Le contestazioni fanno riferimento agli episodi avvenuti davanti al liceo Einstein durante un volantinaggio di Gioventù Nazionale Gabriele d’Annunzio e a quanto accaduto nei giorni seguenti nella sede della Città Metropolitana, nel corso di un corteo studentesco contro la manovra del governo. I manifestanti hanno però espresso solidarietà anche ai giovani arrestati in relazione all’assalto alla prefettura del 3 ottobre. Davanti al tribunale sono stati esposti striscioni con slogan come “Gli studenti non si arrestano.
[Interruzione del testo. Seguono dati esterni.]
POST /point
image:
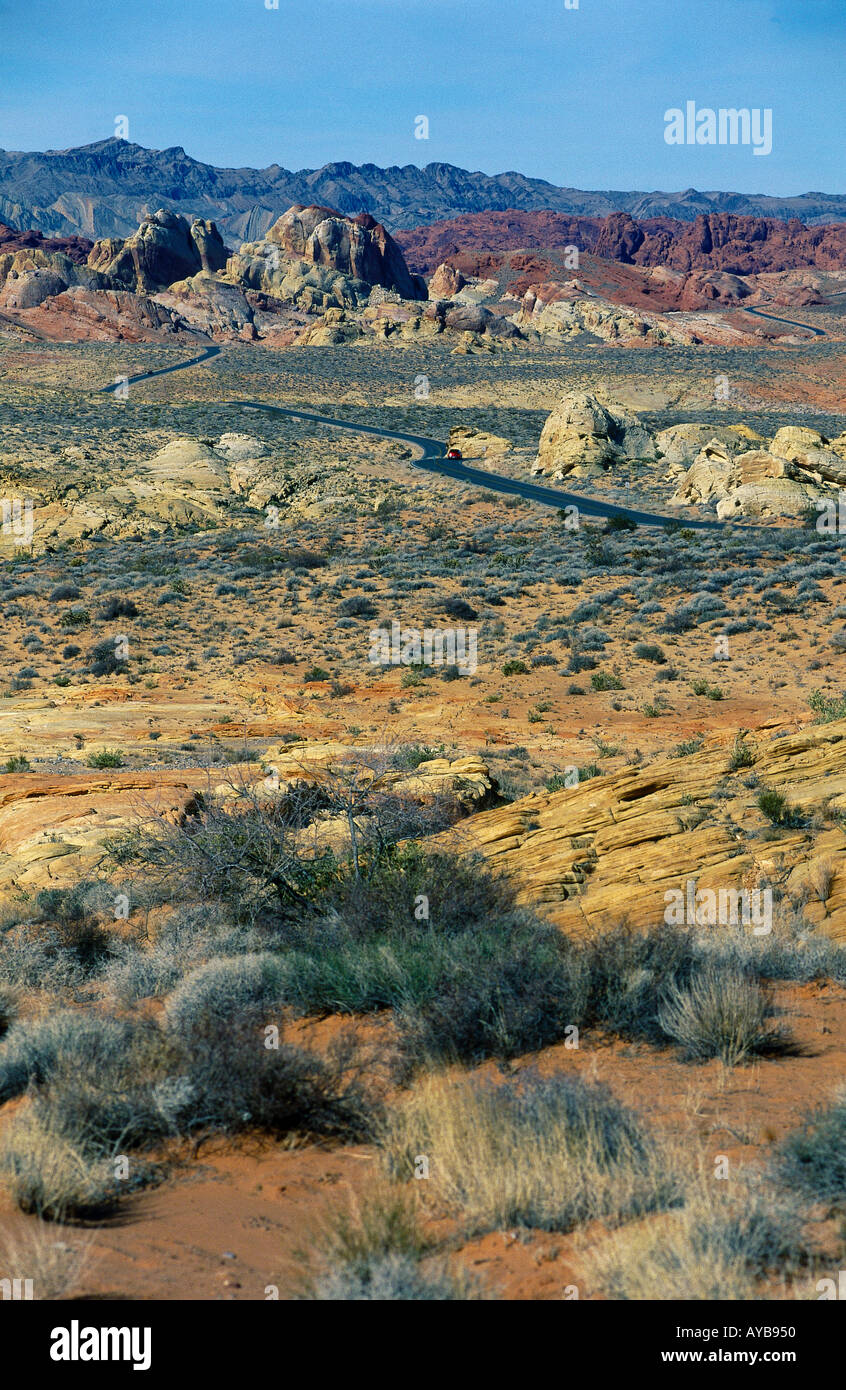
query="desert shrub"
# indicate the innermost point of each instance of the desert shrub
(52, 1178)
(75, 617)
(775, 808)
(471, 979)
(372, 1250)
(103, 659)
(245, 858)
(629, 975)
(411, 755)
(299, 558)
(721, 1244)
(811, 1159)
(106, 758)
(457, 608)
(741, 755)
(529, 1151)
(9, 1007)
(77, 927)
(32, 958)
(17, 763)
(688, 745)
(509, 991)
(606, 681)
(827, 708)
(393, 1279)
(32, 1050)
(232, 1080)
(357, 608)
(34, 1253)
(650, 652)
(221, 991)
(723, 1015)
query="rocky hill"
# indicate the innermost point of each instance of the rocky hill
(104, 189)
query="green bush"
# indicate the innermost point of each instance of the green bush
(725, 1015)
(811, 1159)
(604, 681)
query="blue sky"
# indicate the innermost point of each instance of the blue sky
(571, 95)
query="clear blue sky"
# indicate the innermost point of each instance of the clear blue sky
(575, 96)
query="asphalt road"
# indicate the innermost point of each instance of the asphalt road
(432, 460)
(793, 323)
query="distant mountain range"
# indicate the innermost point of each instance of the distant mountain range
(106, 188)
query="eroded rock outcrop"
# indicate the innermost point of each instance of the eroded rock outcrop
(584, 432)
(610, 848)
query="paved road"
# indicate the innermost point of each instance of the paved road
(793, 323)
(431, 458)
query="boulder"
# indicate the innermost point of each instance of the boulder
(477, 444)
(768, 498)
(318, 259)
(682, 444)
(809, 451)
(210, 305)
(446, 281)
(584, 432)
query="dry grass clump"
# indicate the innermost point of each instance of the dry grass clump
(731, 1240)
(723, 1014)
(52, 1176)
(539, 1153)
(35, 1254)
(372, 1248)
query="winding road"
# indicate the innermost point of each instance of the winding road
(431, 458)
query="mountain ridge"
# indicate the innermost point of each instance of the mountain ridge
(106, 188)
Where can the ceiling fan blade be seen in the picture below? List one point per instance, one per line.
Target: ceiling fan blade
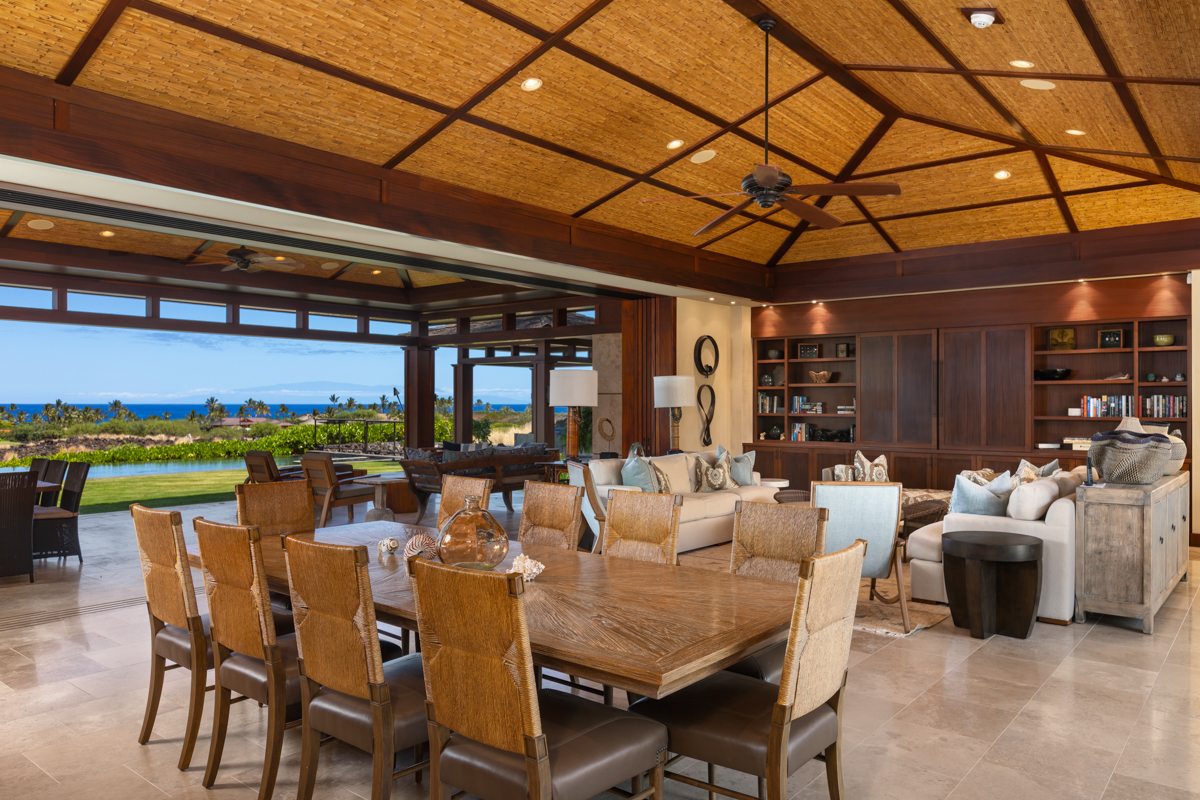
(810, 212)
(846, 190)
(766, 175)
(721, 218)
(691, 197)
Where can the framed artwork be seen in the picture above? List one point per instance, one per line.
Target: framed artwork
(1061, 338)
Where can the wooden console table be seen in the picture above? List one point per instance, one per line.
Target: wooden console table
(1131, 547)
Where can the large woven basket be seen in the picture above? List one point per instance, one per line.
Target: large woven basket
(1128, 457)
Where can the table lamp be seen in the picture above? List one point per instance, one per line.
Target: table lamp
(573, 389)
(675, 392)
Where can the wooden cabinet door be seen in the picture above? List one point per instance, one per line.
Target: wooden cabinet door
(985, 383)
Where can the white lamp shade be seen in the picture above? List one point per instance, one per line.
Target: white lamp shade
(570, 388)
(675, 391)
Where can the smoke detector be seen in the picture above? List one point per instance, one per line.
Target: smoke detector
(983, 17)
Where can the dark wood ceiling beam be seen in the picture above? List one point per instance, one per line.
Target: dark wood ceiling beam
(91, 41)
(1053, 181)
(1096, 40)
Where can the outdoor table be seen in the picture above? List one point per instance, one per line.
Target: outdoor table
(647, 629)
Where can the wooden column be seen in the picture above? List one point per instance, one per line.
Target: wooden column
(419, 397)
(463, 398)
(648, 349)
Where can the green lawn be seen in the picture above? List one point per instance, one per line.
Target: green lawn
(174, 488)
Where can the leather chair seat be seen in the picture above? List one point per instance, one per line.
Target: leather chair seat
(592, 747)
(766, 665)
(726, 720)
(348, 719)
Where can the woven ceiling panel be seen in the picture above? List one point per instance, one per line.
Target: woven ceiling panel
(589, 110)
(757, 242)
(157, 62)
(943, 97)
(472, 156)
(1043, 31)
(431, 49)
(825, 124)
(40, 35)
(963, 184)
(912, 143)
(1132, 206)
(816, 245)
(702, 50)
(87, 234)
(1013, 221)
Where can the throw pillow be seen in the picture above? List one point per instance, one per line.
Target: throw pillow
(717, 477)
(871, 471)
(989, 500)
(741, 467)
(637, 473)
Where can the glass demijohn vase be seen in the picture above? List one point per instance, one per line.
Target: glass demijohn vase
(472, 537)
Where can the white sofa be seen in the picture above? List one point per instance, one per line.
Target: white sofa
(1056, 530)
(705, 518)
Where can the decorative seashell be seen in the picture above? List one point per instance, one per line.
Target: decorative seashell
(424, 545)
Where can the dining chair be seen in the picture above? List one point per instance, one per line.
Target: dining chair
(250, 657)
(642, 527)
(57, 528)
(759, 728)
(178, 631)
(330, 491)
(18, 494)
(772, 541)
(496, 735)
(551, 515)
(353, 685)
(455, 491)
(869, 511)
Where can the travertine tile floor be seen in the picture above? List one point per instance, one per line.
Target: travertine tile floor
(1093, 710)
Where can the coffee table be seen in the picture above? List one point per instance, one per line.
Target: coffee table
(993, 581)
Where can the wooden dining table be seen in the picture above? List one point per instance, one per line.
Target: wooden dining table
(647, 629)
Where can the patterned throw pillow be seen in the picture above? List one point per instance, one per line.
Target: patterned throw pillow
(873, 471)
(715, 477)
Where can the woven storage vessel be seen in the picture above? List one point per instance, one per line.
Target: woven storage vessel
(1128, 457)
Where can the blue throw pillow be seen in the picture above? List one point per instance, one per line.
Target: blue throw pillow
(989, 500)
(637, 471)
(742, 467)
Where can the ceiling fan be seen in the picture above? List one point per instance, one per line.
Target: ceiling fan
(768, 185)
(247, 260)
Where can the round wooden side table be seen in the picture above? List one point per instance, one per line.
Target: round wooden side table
(993, 581)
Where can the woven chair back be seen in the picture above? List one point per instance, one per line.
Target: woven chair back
(235, 584)
(551, 515)
(862, 510)
(822, 625)
(771, 540)
(334, 611)
(261, 467)
(166, 572)
(276, 509)
(475, 651)
(455, 491)
(642, 527)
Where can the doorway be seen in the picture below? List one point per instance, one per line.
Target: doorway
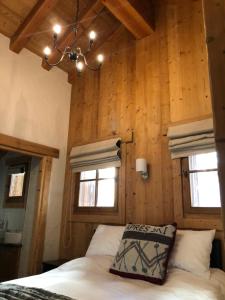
(41, 157)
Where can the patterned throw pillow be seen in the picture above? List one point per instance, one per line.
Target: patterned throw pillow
(144, 252)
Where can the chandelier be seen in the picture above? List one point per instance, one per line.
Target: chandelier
(74, 53)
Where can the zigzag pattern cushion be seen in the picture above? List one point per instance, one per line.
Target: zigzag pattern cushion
(144, 252)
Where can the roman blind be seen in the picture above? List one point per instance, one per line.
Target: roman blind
(191, 138)
(99, 155)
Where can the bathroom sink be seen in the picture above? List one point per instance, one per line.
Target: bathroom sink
(13, 237)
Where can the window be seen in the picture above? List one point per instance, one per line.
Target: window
(17, 182)
(200, 183)
(97, 188)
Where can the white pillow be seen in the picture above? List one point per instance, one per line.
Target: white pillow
(106, 240)
(192, 250)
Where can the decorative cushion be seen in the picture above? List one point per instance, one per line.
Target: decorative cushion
(192, 251)
(144, 252)
(106, 240)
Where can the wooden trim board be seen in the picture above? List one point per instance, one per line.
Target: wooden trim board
(15, 144)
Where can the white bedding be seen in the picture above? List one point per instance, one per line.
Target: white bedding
(87, 278)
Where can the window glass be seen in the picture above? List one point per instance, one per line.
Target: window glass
(106, 193)
(88, 175)
(87, 194)
(97, 188)
(203, 161)
(204, 183)
(107, 173)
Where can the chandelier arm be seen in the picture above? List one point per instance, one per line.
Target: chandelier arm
(56, 63)
(88, 66)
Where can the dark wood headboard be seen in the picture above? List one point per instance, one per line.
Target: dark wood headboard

Liberi tutti” e “La repressione non ci fermerà, liberi tutti subito”, mentre sono stati accesi alcuni fumogeni.
Secondo i collettivi, fin dall’inizio i ragazzi coinvolti sarebbero stati descritti come violenti per giustificare i provvedimenti restrittivi adottati. «Riteniamo questi arresti ingiustificati e li consideriamo un tentativo di intimidazione verso chi si è mobilitato in sostegno del popolo palestinese e contro la guerra», hanno affermato. I gruppi hanno inoltre sottolineato che alcuni minorenni si trovano ancora agli arresti domiciliari e devono recarsi a scuola accompagnati dai genitori.
Nel mirino anche l’azione del governo: «La risposta a chi protesta è la repressione – hanno aggiunto – ed è gravissimo che vengano arrestati giovani che hanno motivi concreti per scendere in piazza, mentre le scuole cadono a pezzi e si continuano a inviare armi a Israele». La protesta si è conclusa con un corteo diretto verso il vicino carcere minorile Ferrante Aporti. La decisione del tribunale del riesame è attesa per il 22 gennaio.